Parents can now sign up for a program that will alert them electronically the moment their child has been involved in a traffic stop with a Sheriff’s Office deputy.

Sheriffs Telling Our Parents and Promoting Educated Drivers, or S.T.O.P.P.E.D., is a voluntary program for parents who would like to be notified when their child-driver is pulled over. While the program has been around for nearly a decade, the Livingston County Sheriff’s Office is one of 2 in the state going all-electronic with S.T.O.P.P.E.D. How the program works is followed: A parent can go online to sign up and register any vehicle, whether it’s a car, boat, moped, ORV, or motorcycle that will be operated by any person under 21 years of age. They will then receive a sticker to place on the back windshield. In the event the young adult is pulled over, the deputy will see the sticker, and input the number into a program online, complete with the reason for the stop and space for any additional comment the officer may have. Upon completion, a text and/or e-mail is immediately sent to the parent notifying them of the incident.

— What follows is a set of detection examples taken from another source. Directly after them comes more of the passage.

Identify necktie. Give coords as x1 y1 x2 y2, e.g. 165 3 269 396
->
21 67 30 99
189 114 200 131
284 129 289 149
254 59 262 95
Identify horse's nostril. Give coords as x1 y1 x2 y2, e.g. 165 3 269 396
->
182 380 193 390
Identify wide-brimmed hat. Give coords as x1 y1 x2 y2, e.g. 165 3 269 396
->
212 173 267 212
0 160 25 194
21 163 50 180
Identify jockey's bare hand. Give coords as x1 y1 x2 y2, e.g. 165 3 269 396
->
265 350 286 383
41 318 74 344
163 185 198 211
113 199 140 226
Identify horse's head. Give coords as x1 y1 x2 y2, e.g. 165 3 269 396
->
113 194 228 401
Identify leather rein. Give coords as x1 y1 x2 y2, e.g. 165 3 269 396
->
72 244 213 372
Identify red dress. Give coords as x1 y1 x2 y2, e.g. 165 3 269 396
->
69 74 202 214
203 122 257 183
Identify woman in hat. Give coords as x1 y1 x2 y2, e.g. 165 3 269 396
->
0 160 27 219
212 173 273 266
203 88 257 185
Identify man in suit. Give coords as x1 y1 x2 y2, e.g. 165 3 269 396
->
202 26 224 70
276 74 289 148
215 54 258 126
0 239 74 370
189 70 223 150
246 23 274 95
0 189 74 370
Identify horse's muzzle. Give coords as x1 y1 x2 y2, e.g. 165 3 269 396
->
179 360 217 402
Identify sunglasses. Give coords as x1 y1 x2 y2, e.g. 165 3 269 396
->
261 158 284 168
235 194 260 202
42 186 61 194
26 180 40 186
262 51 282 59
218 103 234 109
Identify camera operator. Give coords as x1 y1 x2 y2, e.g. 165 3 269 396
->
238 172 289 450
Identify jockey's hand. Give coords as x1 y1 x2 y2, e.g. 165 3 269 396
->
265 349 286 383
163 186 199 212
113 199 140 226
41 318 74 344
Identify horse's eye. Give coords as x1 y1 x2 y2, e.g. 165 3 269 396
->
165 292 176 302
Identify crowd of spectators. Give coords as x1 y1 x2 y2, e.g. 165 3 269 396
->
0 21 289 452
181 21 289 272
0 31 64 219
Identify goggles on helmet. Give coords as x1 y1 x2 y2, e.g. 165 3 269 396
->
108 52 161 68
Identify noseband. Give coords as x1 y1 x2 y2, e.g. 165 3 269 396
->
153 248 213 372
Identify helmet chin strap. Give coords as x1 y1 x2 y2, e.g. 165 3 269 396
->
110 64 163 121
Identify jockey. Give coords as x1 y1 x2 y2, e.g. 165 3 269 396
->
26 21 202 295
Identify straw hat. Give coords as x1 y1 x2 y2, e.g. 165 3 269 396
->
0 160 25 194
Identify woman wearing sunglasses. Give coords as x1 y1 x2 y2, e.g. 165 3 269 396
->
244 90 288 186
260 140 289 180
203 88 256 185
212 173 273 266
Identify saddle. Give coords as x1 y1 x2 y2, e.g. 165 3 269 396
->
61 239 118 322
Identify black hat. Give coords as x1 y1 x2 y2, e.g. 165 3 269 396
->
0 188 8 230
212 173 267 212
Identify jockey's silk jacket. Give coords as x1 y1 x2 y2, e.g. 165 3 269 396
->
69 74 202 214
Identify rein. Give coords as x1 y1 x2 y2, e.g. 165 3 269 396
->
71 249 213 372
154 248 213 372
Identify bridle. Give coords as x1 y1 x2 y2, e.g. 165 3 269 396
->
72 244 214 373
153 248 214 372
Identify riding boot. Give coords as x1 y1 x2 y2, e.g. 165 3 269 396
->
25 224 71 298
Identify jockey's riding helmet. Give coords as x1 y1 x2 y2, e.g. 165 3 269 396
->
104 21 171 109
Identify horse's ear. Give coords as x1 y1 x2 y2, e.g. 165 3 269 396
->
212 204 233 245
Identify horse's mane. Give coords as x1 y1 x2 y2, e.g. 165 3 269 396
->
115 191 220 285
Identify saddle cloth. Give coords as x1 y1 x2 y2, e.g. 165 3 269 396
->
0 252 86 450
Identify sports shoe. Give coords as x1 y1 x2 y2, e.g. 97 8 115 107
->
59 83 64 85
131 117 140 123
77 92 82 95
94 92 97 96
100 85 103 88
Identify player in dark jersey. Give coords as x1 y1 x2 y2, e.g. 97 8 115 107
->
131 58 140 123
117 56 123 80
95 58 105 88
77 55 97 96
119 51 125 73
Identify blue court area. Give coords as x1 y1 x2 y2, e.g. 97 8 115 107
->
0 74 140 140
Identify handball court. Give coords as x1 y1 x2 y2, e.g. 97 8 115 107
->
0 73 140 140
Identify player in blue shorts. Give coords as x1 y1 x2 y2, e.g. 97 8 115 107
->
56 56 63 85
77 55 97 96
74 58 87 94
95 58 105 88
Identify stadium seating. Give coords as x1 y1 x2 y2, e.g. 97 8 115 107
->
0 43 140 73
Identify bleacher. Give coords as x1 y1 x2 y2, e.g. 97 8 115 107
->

Livingston County Sheriff Mike Murphy said one of the big ideas with the program is that it will help build accountability between the young driver and their parents. Murphy said that at the end of the day this will make it a little more difficult to hide a ticket or a warning, which probably never gets reported, from a parent, but that it’s really about more than that. He said it’s not about spying on kids, but rather about safe driving. Murphy continued, saying that the ability for a mom and dad to have a conversation with their kids if they get stopped is huge, and that it probably doesn’t happen enough.

The sheriff spoke during a kick-off event held Wednesday morning, on how kids aren’t always forthcoming with information about traffic stops, and that the ability for parents to have instant feedback and know right away that they’ve had interaction with law enforcement is “beautiful.” In the past, notification was done by standard mail, creating a large time lapse between when the child was stopped and when the parents were alerted. Now that they will know immediately, Murphy said parents can choose to say something right away when they get home, or they can choose to sit on that information and see if their child decides to come forward on their own.

Blaine Koops, Executive Director of the Michigan Sheriff’s Association, said he believes that with S.T.O.P.P.E.D., they are on the cusp of a whole new way of doing law enforcement. Once the program is established locally, eventually he sees it rolling out to Sheriff’s Offices in all 83 counties, and then to the 600+ local police departments in Michigan.

State Representive Hank Vaupel of Fowlerville was at the kick-off event and praised it. Vaupel called it an outstanding program that helps law enforcement and parents teach children that they are accountable for what they do and that nothing is done in a vacuum.

The program was helped made possible by roughly $40,000 in donations from State Farm Insurance.